On Tuesday, Unilever reported a 6.8% rise in full-year net profits, but a 2.7% fall in revenue from the previous period.
The consumer goods giant said its revenues are getting slammed because of weakness in emerging markets.
Here’s what CEO Paul Polman said in the company’s earnings statement: “Despite a very challenging year for our industry with significant headwinds and weak markets we have delivered another year of competitive underlying sales growth and margin expansion. This consistency, now established over the last six years, has been achieved during a period of unprecedented volatility as we have built a more resilient company.”
In short, it’s getting tougher to produce great results.

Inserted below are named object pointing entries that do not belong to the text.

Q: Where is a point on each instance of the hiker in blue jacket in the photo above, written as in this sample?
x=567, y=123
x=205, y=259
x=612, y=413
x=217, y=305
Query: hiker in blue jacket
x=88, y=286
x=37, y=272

The divergence of growth between the US and other developed and emerging markets is one of the key economic themes to watch in 2015. In emerging markets, Unilever saw weak market growth because of soft consumer demand, while growth in developed markets was flat.
“We do not foresee a significant improvement in market conditions in 2015,” Polman said. “Against this background, we expect our full year performance to be similar to 2014 with the first quarter being softer but growth improving during the year.”
Take for example what the statement says about one of its products: “We gained market share in margarine but this was insufficient to offset the decline of the category which also saw price deflation in a benign commodity cost environment.”
Sales fell 20% in China, the most among all the markets Unilever operates in, due to trade de-stocking, or a reduction of its inventories.
Unilever is also joining a list of multinational companies whose sales were impacted by foreign currency moves last year. Its turnover fell by 2.7% to €48.4 billion ($US5.56 billion), including a 4.6% drop due to changes in foreign exchange rates.